The roller-coaster is jarring, but I'm not going to not take a win where I can get it. For every raging asshole like Meredith Grey last week, there are great people like this Dick Van Dyke meets Peter Graves attending who was patient and helpful, and assured me I'd be treated. Like, me as a person would be treated, not a chip in hospital politics. And I had, amongst others, the great Jamaican nurse (I told her she'd treated Grace, Kat!) who was sweet beyond belief.
Colin was also irreplaceable, and a little shocked that this was what passed for a good visit, since it was looooooooooong as all hell, but there was no way I could have done even a successful visit by myself--if it had turned into wheedling or negotiating, I'd have crumpled completely--I hadn't eaten since Thursday breakfast, and...god, yesterday was one of the worst migraine days I've ever had. I'm usually minimally mobile, but I spent the day threatening my bladder with harsh reprisals if it forced me up again, because getting vertical was kicking the shit out of me. Never mind the call to cancel the ticket, the airplane shuttle, to tell my mother I wasn't dead, to tell cousin P it was fine, she doesn't need to come out...
So I'm treated, and I'm going to act totally fragile for the rest of the weekend, and do everything I vaguely can to tread gently until home, and gently there too, because it will be two weeks before my next treatment because of the shift in timing, and I've never done that before.

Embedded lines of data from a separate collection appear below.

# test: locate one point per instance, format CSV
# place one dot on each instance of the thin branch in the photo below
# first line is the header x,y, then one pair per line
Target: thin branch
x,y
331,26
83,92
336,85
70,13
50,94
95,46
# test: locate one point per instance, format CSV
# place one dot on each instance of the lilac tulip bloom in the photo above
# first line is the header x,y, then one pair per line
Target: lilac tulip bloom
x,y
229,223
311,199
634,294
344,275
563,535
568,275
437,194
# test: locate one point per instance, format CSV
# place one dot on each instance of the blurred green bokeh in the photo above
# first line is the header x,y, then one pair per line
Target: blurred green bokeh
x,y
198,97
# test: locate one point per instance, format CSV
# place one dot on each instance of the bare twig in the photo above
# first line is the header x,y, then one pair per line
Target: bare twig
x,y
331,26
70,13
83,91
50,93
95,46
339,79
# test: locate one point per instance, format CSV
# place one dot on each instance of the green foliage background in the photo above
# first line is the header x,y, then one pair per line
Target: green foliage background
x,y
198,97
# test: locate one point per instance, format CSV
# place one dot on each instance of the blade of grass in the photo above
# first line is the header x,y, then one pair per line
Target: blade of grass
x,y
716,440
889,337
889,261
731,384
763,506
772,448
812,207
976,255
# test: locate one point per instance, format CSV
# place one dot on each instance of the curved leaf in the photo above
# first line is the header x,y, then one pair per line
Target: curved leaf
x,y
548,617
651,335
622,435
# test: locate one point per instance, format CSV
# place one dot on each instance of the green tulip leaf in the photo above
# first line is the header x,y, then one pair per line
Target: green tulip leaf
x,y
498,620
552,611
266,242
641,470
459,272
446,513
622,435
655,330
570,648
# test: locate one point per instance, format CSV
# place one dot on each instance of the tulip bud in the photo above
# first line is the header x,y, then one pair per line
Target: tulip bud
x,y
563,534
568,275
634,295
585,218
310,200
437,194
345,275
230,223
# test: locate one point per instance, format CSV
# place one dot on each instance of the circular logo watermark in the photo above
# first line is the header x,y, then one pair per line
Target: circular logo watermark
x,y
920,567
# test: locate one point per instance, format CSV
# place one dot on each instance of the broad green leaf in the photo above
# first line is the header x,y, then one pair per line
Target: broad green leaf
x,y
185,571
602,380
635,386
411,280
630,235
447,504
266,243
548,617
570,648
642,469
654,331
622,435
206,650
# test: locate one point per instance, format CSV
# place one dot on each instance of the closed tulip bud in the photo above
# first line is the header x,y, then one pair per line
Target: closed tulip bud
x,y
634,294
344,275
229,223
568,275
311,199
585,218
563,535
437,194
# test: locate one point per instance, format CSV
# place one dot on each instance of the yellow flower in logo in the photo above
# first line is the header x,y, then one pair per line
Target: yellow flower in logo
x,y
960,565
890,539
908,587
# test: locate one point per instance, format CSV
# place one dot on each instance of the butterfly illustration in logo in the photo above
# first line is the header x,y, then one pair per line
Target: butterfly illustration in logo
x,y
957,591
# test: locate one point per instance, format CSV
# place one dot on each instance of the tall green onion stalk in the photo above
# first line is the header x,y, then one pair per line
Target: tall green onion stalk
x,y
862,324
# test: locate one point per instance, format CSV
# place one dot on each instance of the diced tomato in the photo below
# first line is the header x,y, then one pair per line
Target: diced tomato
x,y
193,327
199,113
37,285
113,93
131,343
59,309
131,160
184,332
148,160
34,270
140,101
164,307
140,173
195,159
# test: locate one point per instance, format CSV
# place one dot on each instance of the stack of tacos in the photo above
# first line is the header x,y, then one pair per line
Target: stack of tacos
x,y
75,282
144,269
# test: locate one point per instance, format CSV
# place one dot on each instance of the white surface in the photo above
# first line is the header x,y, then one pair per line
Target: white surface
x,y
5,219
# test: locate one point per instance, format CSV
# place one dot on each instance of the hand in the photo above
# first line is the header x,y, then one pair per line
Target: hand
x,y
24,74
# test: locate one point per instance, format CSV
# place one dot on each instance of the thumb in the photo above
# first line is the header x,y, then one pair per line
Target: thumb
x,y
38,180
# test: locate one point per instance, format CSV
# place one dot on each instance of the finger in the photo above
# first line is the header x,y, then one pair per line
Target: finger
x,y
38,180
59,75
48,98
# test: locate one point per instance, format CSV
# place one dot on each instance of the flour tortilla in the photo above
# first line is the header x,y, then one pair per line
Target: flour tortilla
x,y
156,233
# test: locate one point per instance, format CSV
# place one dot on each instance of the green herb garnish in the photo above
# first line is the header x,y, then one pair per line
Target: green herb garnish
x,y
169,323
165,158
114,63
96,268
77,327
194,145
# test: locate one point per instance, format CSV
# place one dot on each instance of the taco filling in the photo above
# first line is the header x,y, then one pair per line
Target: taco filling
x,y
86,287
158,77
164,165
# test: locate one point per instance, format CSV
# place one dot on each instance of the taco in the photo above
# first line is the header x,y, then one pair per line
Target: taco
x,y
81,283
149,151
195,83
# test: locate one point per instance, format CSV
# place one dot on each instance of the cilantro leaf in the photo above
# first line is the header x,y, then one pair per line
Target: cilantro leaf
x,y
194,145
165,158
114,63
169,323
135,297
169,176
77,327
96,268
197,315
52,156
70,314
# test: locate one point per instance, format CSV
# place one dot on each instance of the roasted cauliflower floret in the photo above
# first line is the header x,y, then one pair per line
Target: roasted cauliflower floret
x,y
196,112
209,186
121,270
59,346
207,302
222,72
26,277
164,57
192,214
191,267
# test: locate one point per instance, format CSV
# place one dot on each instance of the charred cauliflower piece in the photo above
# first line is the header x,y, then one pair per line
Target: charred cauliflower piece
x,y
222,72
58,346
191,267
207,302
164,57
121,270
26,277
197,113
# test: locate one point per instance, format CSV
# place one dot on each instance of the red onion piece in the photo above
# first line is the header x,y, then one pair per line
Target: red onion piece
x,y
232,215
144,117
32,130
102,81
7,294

Day by day, that's all I got.
Well, that and friends, and I thank you very much for your (continued...)
( continues...) support and suggestions. I really do. I'm kind of recused from coherence right now, and concomitantly helpless. So--thanks.
Your mom is an absolute science rock star, Lee.
and that I would be evaluated and treated with the same care as any other patient.
I am appalled at how happy just reading this made me. I'm so glad you got treatment today and that Colin was there to help.